Both of Gilmartin’s co-conspirators were sentenced to prison. Varela got two years and was released in March 2023. Hernandez will begin six months of incarceration on Jan. 15. They were fined $127,000 and $100,000, respectively.

Nuru is currently serving a seven-year sentence in a Santa Barbara County federal prison.

ProVen Management, Inc., Varela and Gilmartin’s former company, renewed its state corporate filings in October 2023, listing Ken Welch as the CEO. San Francisco barred the company, along with other firms associated with Varela and Gilmartin, from contracting with the city until 2026. The company did not return a request for comment.

A Crooked Bid To Build an Asphalt Plant

In 2013, Gilmartin learned that San Francisco’s Department of Public Works was considering building an asphalt recycling plant on city land, according to court filings. The construction executive knew that his acquaintance Hernandez was friends with Nuru, who led the department. So he asked Hernandez to set up an introductory dinner with Nuru.

Gilmartin paid for that first dinner with Nuru, the first of many he would treat the official to over the coming years, according to Gilmartin’s attorney. Those tabs totaled over $20,000 by the time Nuru was arrested, prosecutors say.

A man stands in front of a microphone while speaking and holding his finger in the air.
Mohammed Nuru, former director of the San Francisco Department of Public Works, speaks on the steps of City Hall during a rally Oct. 15, 2019. | Source: Lea Suzuki/The San Francisco Chronicle via Getty Images

After that first meeting, Nuru agreed to help ProVen Management land the asphalt contract in exchange for a series of bribes.

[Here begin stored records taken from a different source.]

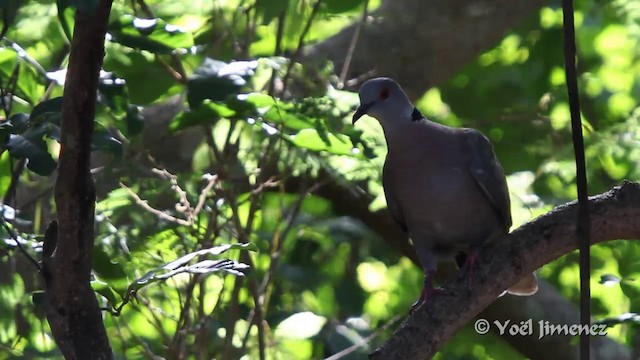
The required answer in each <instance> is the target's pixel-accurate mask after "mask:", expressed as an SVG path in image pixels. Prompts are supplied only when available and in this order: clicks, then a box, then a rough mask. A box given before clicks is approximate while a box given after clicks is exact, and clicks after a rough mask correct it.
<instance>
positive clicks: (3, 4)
mask: <svg viewBox="0 0 640 360" xmlns="http://www.w3.org/2000/svg"><path fill="white" fill-rule="evenodd" d="M20 5H22V1H20V0H2V1H0V11H2V32H1V33H0V36H1V37H4V36H5V35H6V34H7V30H9V26H11V25H13V22H14V21H15V19H16V15H17V14H18V9H19V8H20Z"/></svg>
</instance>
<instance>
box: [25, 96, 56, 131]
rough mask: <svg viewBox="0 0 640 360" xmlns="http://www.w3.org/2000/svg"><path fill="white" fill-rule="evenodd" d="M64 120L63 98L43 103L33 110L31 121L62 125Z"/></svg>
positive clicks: (35, 106) (31, 117) (54, 99)
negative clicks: (63, 109) (63, 116)
mask: <svg viewBox="0 0 640 360" xmlns="http://www.w3.org/2000/svg"><path fill="white" fill-rule="evenodd" d="M61 119H62V97H57V98H53V99H49V100H46V101H43V102H41V103H39V104H38V105H36V106H35V107H34V108H33V110H31V116H30V121H32V122H37V123H42V122H50V123H53V124H56V125H60V120H61Z"/></svg>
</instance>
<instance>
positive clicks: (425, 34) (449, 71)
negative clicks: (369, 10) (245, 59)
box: [303, 0, 547, 98]
mask: <svg viewBox="0 0 640 360" xmlns="http://www.w3.org/2000/svg"><path fill="white" fill-rule="evenodd" d="M546 2H547V1H544V0H477V1H465V0H449V1H439V0H385V1H383V3H382V5H381V6H380V8H378V9H377V10H376V11H374V12H373V13H371V16H370V20H369V21H368V22H367V23H366V24H365V26H364V27H363V29H362V31H361V33H360V36H359V40H358V44H357V46H356V49H355V52H354V54H353V58H352V60H351V64H350V67H349V72H348V74H349V76H348V77H347V78H349V77H359V76H361V75H363V74H367V73H369V74H370V75H378V76H391V77H393V78H395V79H396V80H397V81H398V82H399V83H400V84H402V87H403V88H404V89H405V90H406V91H407V93H408V94H409V96H410V97H411V98H416V97H420V96H421V95H422V94H423V93H424V92H425V91H426V90H428V89H429V88H430V87H432V86H435V85H437V84H440V83H442V82H443V81H445V80H447V79H449V78H450V77H451V76H452V75H454V74H455V73H456V72H458V71H459V70H460V68H462V67H463V66H465V65H466V64H468V63H469V62H471V61H472V60H473V59H475V58H476V56H477V55H478V53H479V52H480V51H484V50H485V49H488V48H490V47H491V46H494V45H495V44H496V43H497V42H498V41H500V39H502V38H503V37H504V34H505V33H506V32H507V30H508V29H509V28H511V27H513V26H516V25H518V24H521V23H522V22H523V21H524V20H526V19H529V18H532V17H533V16H534V15H536V14H537V12H536V10H538V9H539V8H540V7H541V6H542V5H543V4H545V3H546ZM358 26H359V25H358V24H357V23H356V24H353V25H351V26H349V27H347V28H345V29H344V30H343V31H341V32H340V33H338V34H337V35H335V36H334V37H332V38H330V39H328V40H325V41H323V42H321V43H318V44H316V45H313V46H310V47H309V48H307V49H306V54H305V58H303V62H309V61H311V62H313V61H316V60H325V59H328V60H331V61H332V62H333V63H334V65H335V68H336V69H342V67H343V65H344V62H345V54H346V53H347V49H349V45H350V42H351V40H352V38H353V33H354V31H356V29H357V28H358Z"/></svg>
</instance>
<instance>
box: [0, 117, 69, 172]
mask: <svg viewBox="0 0 640 360" xmlns="http://www.w3.org/2000/svg"><path fill="white" fill-rule="evenodd" d="M43 128H44V127H43ZM45 132H46V129H45V131H42V130H41V129H40V130H33V131H31V130H29V131H27V132H25V133H24V134H22V135H15V134H12V135H10V136H9V141H8V143H7V148H8V149H9V152H10V153H11V155H12V156H14V157H17V158H19V159H28V160H29V161H28V163H27V167H28V168H29V170H31V171H33V172H35V173H36V174H38V175H42V176H48V175H51V173H53V171H54V170H55V169H56V167H57V163H56V161H55V160H53V158H52V157H51V155H50V154H49V152H48V149H47V144H46V143H45V142H44V140H43V139H42V135H44V133H45Z"/></svg>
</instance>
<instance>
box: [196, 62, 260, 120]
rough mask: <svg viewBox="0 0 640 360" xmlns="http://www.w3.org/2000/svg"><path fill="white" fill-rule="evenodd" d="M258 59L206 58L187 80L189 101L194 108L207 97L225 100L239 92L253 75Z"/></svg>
mask: <svg viewBox="0 0 640 360" xmlns="http://www.w3.org/2000/svg"><path fill="white" fill-rule="evenodd" d="M257 66H258V62H257V61H233V62H230V63H228V64H227V63H225V62H222V61H219V60H214V59H210V58H206V59H205V60H204V62H203V63H202V65H200V66H199V67H198V68H197V69H196V71H195V72H194V74H193V75H192V76H190V77H189V80H188V81H187V101H188V102H189V106H190V107H191V108H192V109H195V108H197V107H198V106H200V104H201V103H202V102H203V101H204V100H205V99H210V100H213V101H224V100H225V99H227V97H229V96H230V95H232V94H238V93H239V92H240V91H241V89H242V88H243V87H244V86H245V85H247V81H248V80H249V79H250V78H251V76H253V74H254V72H255V69H256V67H257Z"/></svg>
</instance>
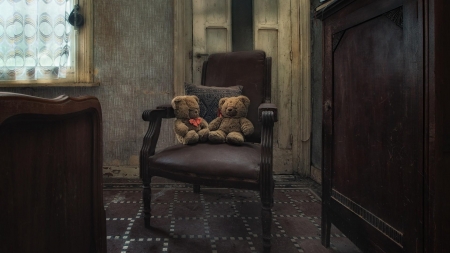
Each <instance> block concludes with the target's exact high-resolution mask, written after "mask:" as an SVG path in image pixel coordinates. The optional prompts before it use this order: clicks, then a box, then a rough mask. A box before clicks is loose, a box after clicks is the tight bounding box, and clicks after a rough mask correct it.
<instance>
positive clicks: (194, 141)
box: [183, 130, 199, 145]
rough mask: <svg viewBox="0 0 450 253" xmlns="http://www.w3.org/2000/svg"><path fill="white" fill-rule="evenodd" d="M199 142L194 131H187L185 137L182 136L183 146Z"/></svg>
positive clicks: (192, 130)
mask: <svg viewBox="0 0 450 253" xmlns="http://www.w3.org/2000/svg"><path fill="white" fill-rule="evenodd" d="M198 140H199V136H198V134H197V132H195V131H194V130H191V131H189V132H188V133H187V134H186V136H184V140H183V144H185V145H189V144H195V143H197V142H198Z"/></svg>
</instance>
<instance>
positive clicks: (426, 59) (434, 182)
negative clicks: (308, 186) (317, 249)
mask: <svg viewBox="0 0 450 253" xmlns="http://www.w3.org/2000/svg"><path fill="white" fill-rule="evenodd" d="M435 4H436V5H435ZM436 6H440V8H442V9H445V7H447V9H446V10H447V11H448V10H449V7H450V6H449V5H447V6H445V5H444V4H443V2H442V1H420V0H409V1H387V0H385V1H373V0H362V1H338V2H337V3H336V4H334V5H333V4H332V5H330V6H328V7H327V9H326V10H324V11H323V12H322V13H320V15H321V16H323V17H324V76H323V81H324V86H323V87H324V97H323V106H324V111H323V122H324V136H323V139H324V142H323V144H324V160H323V161H324V170H323V206H322V212H323V214H322V216H323V217H322V232H323V234H322V235H323V238H322V240H323V244H324V245H329V233H330V226H331V224H335V225H336V226H337V227H338V228H339V229H340V230H341V231H342V232H343V233H345V234H346V235H347V236H348V237H349V238H350V239H351V240H352V241H353V242H354V243H355V244H356V245H357V246H358V247H360V248H361V249H362V250H363V251H364V252H424V251H427V252H442V251H444V249H445V242H446V241H448V234H449V233H448V231H449V229H448V227H449V226H450V224H449V223H450V222H449V218H448V215H444V213H447V214H448V213H449V211H450V205H448V204H444V202H443V199H447V198H448V196H449V194H450V193H449V188H448V187H447V186H446V185H448V184H447V183H446V180H447V178H448V177H447V176H448V168H449V167H448V160H449V157H450V153H449V152H446V151H445V147H444V146H445V145H442V144H443V141H445V134H444V132H445V130H443V129H445V118H446V117H448V114H449V112H448V111H445V109H443V108H445V106H446V105H445V104H444V98H447V97H448V96H450V89H448V88H446V87H447V86H448V85H447V83H446V82H441V80H448V77H446V76H447V75H446V74H445V73H444V72H440V71H439V70H441V68H443V66H446V63H448V58H449V57H448V56H449V53H448V52H449V50H448V49H447V48H448V46H447V48H446V47H445V46H443V45H444V44H445V42H448V41H449V36H448V35H447V34H448V33H447V32H444V29H442V30H441V28H442V26H441V24H440V23H438V22H435V18H438V19H440V21H441V22H443V19H441V18H442V17H443V16H444V15H443V13H444V12H442V13H441V12H440V11H441V9H439V11H437V12H436V10H437V8H436ZM328 8H329V9H328ZM435 12H436V13H439V15H436V13H435ZM430 21H431V22H430ZM441 43H442V44H441ZM438 52H439V56H438ZM444 68H445V67H444Z"/></svg>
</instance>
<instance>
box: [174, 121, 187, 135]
mask: <svg viewBox="0 0 450 253" xmlns="http://www.w3.org/2000/svg"><path fill="white" fill-rule="evenodd" d="M174 129H175V133H176V134H178V135H180V136H185V135H186V134H187V132H188V131H189V128H188V127H187V126H186V125H185V124H184V123H183V122H182V121H181V120H176V121H175V126H174Z"/></svg>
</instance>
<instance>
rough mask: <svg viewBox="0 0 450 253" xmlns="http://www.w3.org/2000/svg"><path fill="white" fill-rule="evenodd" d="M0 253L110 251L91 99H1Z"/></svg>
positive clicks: (94, 120) (101, 118)
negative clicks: (106, 247)
mask: <svg viewBox="0 0 450 253" xmlns="http://www.w3.org/2000/svg"><path fill="white" fill-rule="evenodd" d="M0 107H1V108H2V110H1V111H0V164H1V171H2V177H0V200H1V203H2V208H0V227H1V229H2V238H1V239H0V241H1V243H0V252H74V253H75V252H77V253H78V252H92V253H94V252H106V225H105V222H106V221H105V211H104V208H103V191H102V190H103V187H102V186H103V184H102V151H103V150H102V115H101V109H100V104H99V102H98V100H97V99H96V98H94V97H83V98H74V99H71V98H68V97H59V98H57V99H53V100H44V99H40V98H35V97H29V96H18V95H11V93H10V94H5V93H0Z"/></svg>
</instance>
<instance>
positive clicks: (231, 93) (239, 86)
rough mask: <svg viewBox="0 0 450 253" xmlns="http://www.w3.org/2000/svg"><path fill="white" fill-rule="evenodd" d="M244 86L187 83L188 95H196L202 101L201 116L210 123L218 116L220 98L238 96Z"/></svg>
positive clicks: (201, 106) (240, 94)
mask: <svg viewBox="0 0 450 253" xmlns="http://www.w3.org/2000/svg"><path fill="white" fill-rule="evenodd" d="M242 88H243V86H241V85H237V86H230V87H215V86H201V85H194V84H189V83H185V84H184V89H185V91H186V95H195V96H197V97H198V98H199V100H200V102H199V103H198V104H199V105H200V117H202V118H204V119H205V120H206V121H207V122H208V123H209V122H211V121H212V120H213V119H215V118H216V117H217V110H218V108H219V100H220V99H221V98H223V97H236V96H239V95H241V94H242Z"/></svg>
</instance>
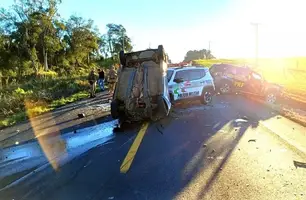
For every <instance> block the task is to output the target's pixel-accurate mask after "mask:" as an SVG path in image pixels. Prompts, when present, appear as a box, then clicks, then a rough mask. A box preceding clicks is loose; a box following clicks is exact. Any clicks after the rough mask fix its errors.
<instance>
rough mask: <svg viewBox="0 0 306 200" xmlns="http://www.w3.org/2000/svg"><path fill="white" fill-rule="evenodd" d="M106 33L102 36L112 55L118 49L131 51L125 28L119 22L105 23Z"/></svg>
mask: <svg viewBox="0 0 306 200" xmlns="http://www.w3.org/2000/svg"><path fill="white" fill-rule="evenodd" d="M106 28H107V34H106V35H105V36H104V38H105V39H106V40H107V41H108V48H109V52H110V53H111V55H112V56H114V55H117V54H118V53H119V51H120V50H122V49H124V51H125V52H131V51H132V49H133V47H132V43H131V39H130V38H129V37H128V36H127V34H126V29H125V28H124V27H123V26H122V25H121V24H119V25H118V24H107V25H106Z"/></svg>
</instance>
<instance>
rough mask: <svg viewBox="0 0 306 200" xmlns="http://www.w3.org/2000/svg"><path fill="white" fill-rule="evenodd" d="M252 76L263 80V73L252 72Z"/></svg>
mask: <svg viewBox="0 0 306 200" xmlns="http://www.w3.org/2000/svg"><path fill="white" fill-rule="evenodd" d="M252 77H253V78H254V79H256V80H261V79H262V77H261V75H260V74H257V73H252Z"/></svg>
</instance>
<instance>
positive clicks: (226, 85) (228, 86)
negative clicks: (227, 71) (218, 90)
mask: <svg viewBox="0 0 306 200" xmlns="http://www.w3.org/2000/svg"><path fill="white" fill-rule="evenodd" d="M220 90H221V92H222V93H228V92H229V85H228V84H227V83H225V84H224V85H223V86H222V87H221V88H220Z"/></svg>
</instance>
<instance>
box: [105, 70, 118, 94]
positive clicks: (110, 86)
mask: <svg viewBox="0 0 306 200" xmlns="http://www.w3.org/2000/svg"><path fill="white" fill-rule="evenodd" d="M117 77H118V75H117V71H116V70H115V69H114V66H111V69H110V70H109V72H108V78H107V80H108V84H109V93H110V94H113V93H114V89H115V85H116V82H117Z"/></svg>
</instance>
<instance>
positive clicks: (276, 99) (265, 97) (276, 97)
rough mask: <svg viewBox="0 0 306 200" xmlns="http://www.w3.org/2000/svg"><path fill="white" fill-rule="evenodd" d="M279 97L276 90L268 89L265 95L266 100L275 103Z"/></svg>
mask: <svg viewBox="0 0 306 200" xmlns="http://www.w3.org/2000/svg"><path fill="white" fill-rule="evenodd" d="M277 99H278V94H277V92H276V91H273V90H272V91H267V93H266V95H265V101H266V103H268V104H275V103H276V102H277Z"/></svg>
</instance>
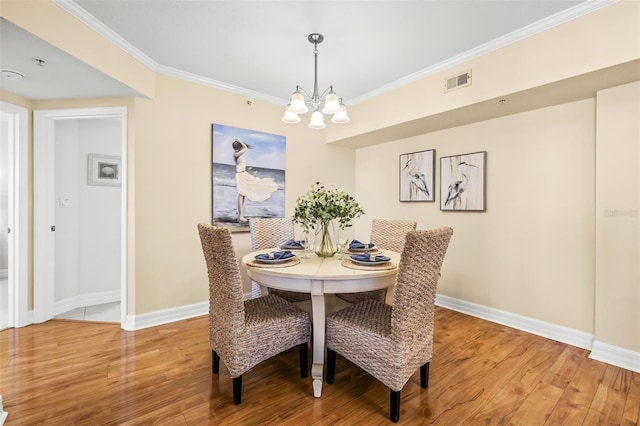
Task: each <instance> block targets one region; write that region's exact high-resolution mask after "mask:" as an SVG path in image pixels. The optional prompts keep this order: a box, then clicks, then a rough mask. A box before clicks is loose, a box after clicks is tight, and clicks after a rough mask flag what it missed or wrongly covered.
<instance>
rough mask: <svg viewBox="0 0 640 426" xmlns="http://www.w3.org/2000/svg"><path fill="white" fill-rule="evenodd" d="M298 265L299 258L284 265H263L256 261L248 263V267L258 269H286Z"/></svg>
mask: <svg viewBox="0 0 640 426" xmlns="http://www.w3.org/2000/svg"><path fill="white" fill-rule="evenodd" d="M298 263H300V259H299V258H298V257H293V258H291V260H287V261H286V262H282V263H263V262H260V261H258V260H255V259H250V260H248V261H247V265H248V266H254V267H256V268H286V267H288V266H295V265H297V264H298Z"/></svg>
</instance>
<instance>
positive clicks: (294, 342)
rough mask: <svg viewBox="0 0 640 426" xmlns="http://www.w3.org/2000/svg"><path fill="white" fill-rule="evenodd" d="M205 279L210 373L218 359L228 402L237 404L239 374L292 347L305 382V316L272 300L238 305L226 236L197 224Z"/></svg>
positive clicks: (306, 334)
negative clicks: (298, 348) (222, 360)
mask: <svg viewBox="0 0 640 426" xmlns="http://www.w3.org/2000/svg"><path fill="white" fill-rule="evenodd" d="M198 233H199V234H200V242H201V243H202V250H203V253H204V258H205V262H206V264H207V273H208V275H209V341H210V345H211V352H212V370H213V372H214V373H216V374H217V373H218V370H219V368H220V359H222V360H223V361H224V363H225V365H226V366H227V369H228V370H229V374H230V375H231V378H232V379H233V402H234V404H239V403H240V401H241V394H242V374H243V373H244V372H246V371H248V370H249V369H251V368H252V367H253V366H255V365H257V364H258V363H260V362H262V361H264V360H266V359H268V358H270V357H272V356H274V355H277V354H279V353H281V352H283V351H285V350H288V349H290V348H292V347H294V346H296V345H297V346H298V347H299V351H300V375H301V377H307V373H308V366H307V352H308V342H309V338H310V335H311V322H310V320H309V314H307V313H306V312H304V311H303V310H302V309H300V308H298V307H297V306H294V305H292V304H291V303H289V302H287V301H285V300H282V299H281V298H280V297H277V296H275V295H271V294H270V295H266V296H263V297H258V298H255V299H249V300H246V301H245V300H243V291H242V278H241V276H240V267H239V265H238V259H237V257H236V253H235V249H234V247H233V242H232V239H231V232H230V231H229V229H227V228H222V227H217V226H211V225H209V224H205V223H200V224H198Z"/></svg>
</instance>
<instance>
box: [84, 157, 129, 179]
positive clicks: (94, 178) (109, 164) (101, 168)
mask: <svg viewBox="0 0 640 426" xmlns="http://www.w3.org/2000/svg"><path fill="white" fill-rule="evenodd" d="M87 158H88V163H87V184H89V185H99V186H120V185H121V184H122V170H121V167H122V163H121V161H120V157H118V156H115V155H103V154H89V155H88V156H87Z"/></svg>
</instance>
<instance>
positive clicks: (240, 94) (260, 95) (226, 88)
mask: <svg viewBox="0 0 640 426" xmlns="http://www.w3.org/2000/svg"><path fill="white" fill-rule="evenodd" d="M156 71H157V72H158V74H163V75H167V76H169V77H175V78H179V79H181V80H186V81H190V82H192V83H196V84H200V85H203V86H208V87H213V88H215V89H220V90H224V91H226V92H231V93H235V94H238V95H241V96H246V97H248V98H251V99H256V100H261V101H265V102H269V103H272V104H277V105H282V106H286V105H287V103H288V100H285V99H280V98H276V97H275V96H270V95H266V94H264V93H261V92H256V91H253V90H249V89H245V88H243V87H239V86H234V85H233V84H229V83H224V82H222V81H218V80H214V79H211V78H207V77H203V76H201V75H197V74H193V73H190V72H187V71H182V70H179V69H176V68H171V67H166V66H164V65H159V66H158V69H157V70H156Z"/></svg>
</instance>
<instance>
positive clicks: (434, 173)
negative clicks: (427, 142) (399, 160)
mask: <svg viewBox="0 0 640 426" xmlns="http://www.w3.org/2000/svg"><path fill="white" fill-rule="evenodd" d="M435 157H436V151H435V150H434V149H429V150H425V151H418V152H410V153H407V154H400V167H399V171H400V190H399V193H400V201H435V188H434V180H435V167H434V166H435Z"/></svg>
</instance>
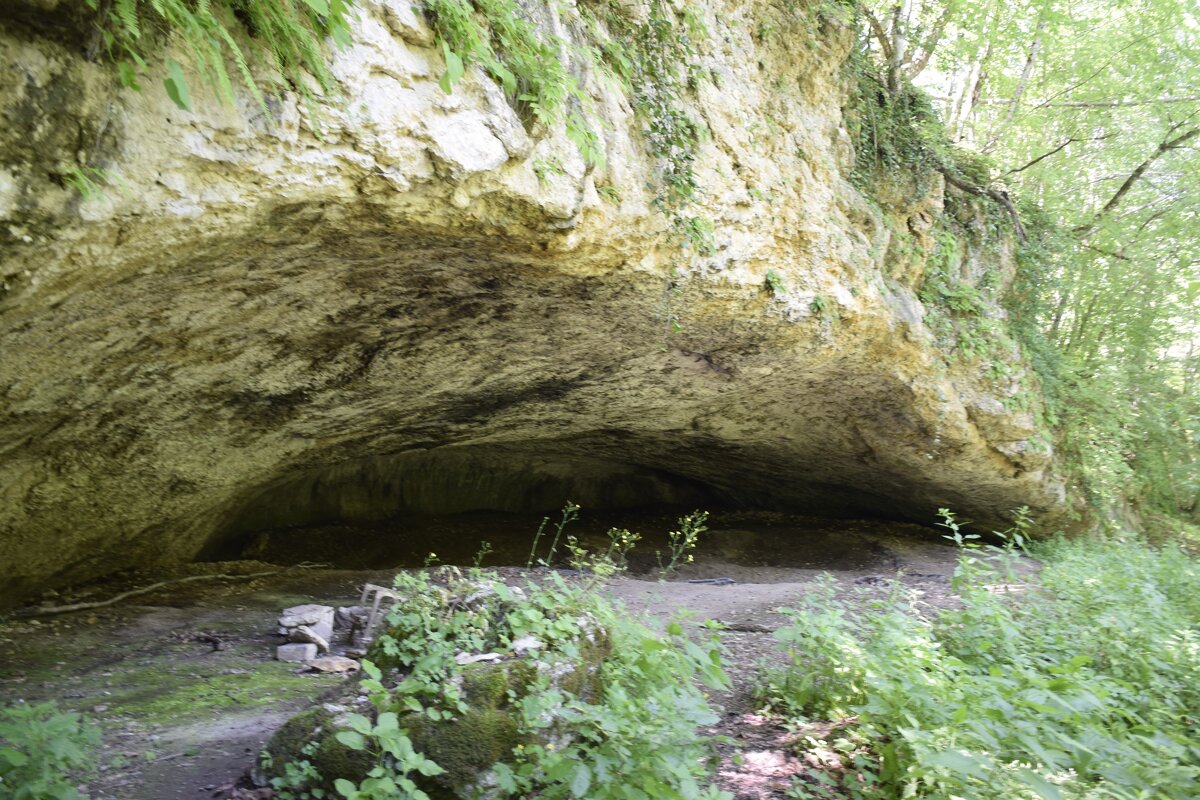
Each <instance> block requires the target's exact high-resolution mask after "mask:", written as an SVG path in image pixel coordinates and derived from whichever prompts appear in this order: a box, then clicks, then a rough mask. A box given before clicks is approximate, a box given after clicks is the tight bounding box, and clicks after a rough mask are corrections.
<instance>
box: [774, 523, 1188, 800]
mask: <svg viewBox="0 0 1200 800" xmlns="http://www.w3.org/2000/svg"><path fill="white" fill-rule="evenodd" d="M949 525H950V527H952V530H954V531H955V534H958V531H956V530H955V525H954V523H953V518H950V519H949ZM959 541H960V545H961V546H962V547H964V551H962V555H961V559H960V564H959V567H958V572H956V575H955V579H954V587H955V589H956V590H958V594H959V596H960V597H961V604H960V606H958V607H954V608H949V609H943V610H940V612H935V610H932V609H930V608H928V607H926V606H924V604H923V603H922V600H920V597H919V595H917V594H914V593H912V591H910V590H906V589H904V588H901V587H900V585H899V584H898V585H896V587H895V588H894V589H893V590H892V593H890V594H888V596H886V597H883V599H876V600H874V601H870V602H868V603H866V606H865V607H864V604H863V602H862V601H857V602H856V601H847V600H846V599H842V597H839V596H838V595H836V593H835V590H834V587H833V584H832V582H830V583H827V584H824V587H823V588H822V590H821V591H817V593H814V594H811V595H810V596H809V597H808V599H806V602H805V604H804V606H803V607H800V608H797V609H792V610H790V612H788V614H790V616H791V619H792V624H791V625H790V626H787V627H785V628H782V630H781V631H780V632H779V634H778V636H779V638H780V640H781V642H782V644H784V645H785V646H786V648H787V650H788V652H790V655H791V666H790V667H788V668H786V669H782V670H774V672H772V673H769V674H768V676H767V679H766V680H764V682H763V686H762V697H763V699H764V700H766V702H767V703H769V704H772V705H773V706H774V708H775V709H776V710H778V711H780V712H782V714H785V715H787V716H790V717H791V718H793V720H796V721H798V722H800V721H811V720H817V718H820V720H838V721H840V722H841V724H840V726H838V728H836V730H835V732H834V733H832V734H829V735H827V736H824V738H823V739H810V740H809V741H808V742H806V744H805V748H809V750H814V751H817V752H823V753H824V754H826V756H828V758H827V759H826V763H827V764H830V766H829V768H828V769H824V770H818V771H816V772H814V774H812V775H811V780H810V781H805V782H798V783H797V786H796V787H794V788H793V796H796V798H863V799H877V798H878V799H882V798H901V796H902V798H971V799H972V800H1001V799H1003V800H1016V799H1030V800H1033V799H1040V800H1075V799H1079V800H1082V799H1084V798H1087V799H1092V798H1096V799H1102V798H1103V799H1114V800H1116V799H1122V800H1123V799H1134V798H1139V799H1141V798H1156V799H1163V800H1184V799H1190V798H1195V796H1196V787H1198V786H1200V569H1198V565H1196V561H1195V560H1194V559H1193V558H1190V557H1189V555H1187V554H1186V553H1184V552H1183V551H1181V549H1180V548H1177V547H1175V546H1166V547H1163V548H1159V549H1156V548H1152V547H1150V546H1147V545H1145V543H1141V542H1136V541H1102V540H1096V539H1091V540H1079V541H1063V540H1055V541H1051V542H1049V543H1042V545H1039V546H1036V547H1034V548H1033V553H1034V554H1036V555H1037V557H1038V558H1039V559H1042V560H1043V563H1044V567H1043V570H1042V572H1040V573H1039V575H1038V576H1037V577H1036V578H1032V579H1026V581H1027V582H1026V581H1018V579H1016V576H1015V573H1014V572H1013V569H1014V564H1015V559H1016V548H1015V547H1014V546H1010V547H1008V548H994V547H980V546H978V545H976V543H974V542H971V541H967V540H965V539H962V537H961V536H960V539H959Z"/></svg>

That included Gilmartin helping to purchase windows totaling $47,000 for Nuru’s vacation home.

When Nuru sent Gilmartin internal city information related to the proposed asphalt plant in February 2015, Gilmartin sent it to a colleague writing, “Don’t worry… this is set up for us to win.”

The city selected ProVen Management as the most responsive proposal to build the asphalt plant in 2015, kicking off a lengthy negotiation over the details with the Department of Public Works. Nuru began demanding cash for his efforts, according to court documents. So Gilmartin gave Hernandez $25,000 in cash in a box, and Hernandez delivered it to Nuru.

Gilmartin also set Hernandez up with a $105,000 consulting contract with another company so that Hernandez could use some of that money to send construction crews to Nuru’s ranch property as another type of bribe.

The trio even bought Nuru a $40,000 John Deere tractor to use at the ranch.

The three businessmen were still working to finalize their agreement with the city when Nuru was arrested in 2020, effectively killing their bid to build the plant.

A man with a thin beard, while wearing a blue sport coat laughs out loud with brown stone in the background.
Alan Varela attends the Festival Napa Valley 2023 on July 14, 2023. Varela is the former CEO of construction firm ProVen Management. | Source: Natalie Schrik for Drew Altizer Photography

A Long Construction Career

Gilmartin has a long history working in the Bay Area development industry, according to court documents. 

After starting his working life as a carpenter, Gilmartin founded his first construction company at the age of 28. But in the early 1990s, the business failed, costing the young entrepreneur his house and spinning out into criminal charges for failing to pay payroll taxes, according to court documents.

In 1998, he teamed up with Varela to join the recently founded ProVen Management firm. The pair grew the company to specialize in public works projects and worked with agencies across the Bay Area, including the San Francisco Public Utilities Commission, the San Francisco Municipal Transportation Agency and the city’s airport, according to court filings.

Over time, Gilmartin came to see himself as a cynical big shot, according to his attorney. That’s what led the construction executive to dance with the devil, which is how the devout Catholic described his crime to his daughter, according to her letter to the judge in the case.

“Looking back, I realize that I let myself believe that this was just the way business was done in San Francisco,” Gilmartin wrote in a letter to the judge ahead of sentencing, “and that we would be fools to stand aside on moral grounds while our competitors scooped up the City’s business.”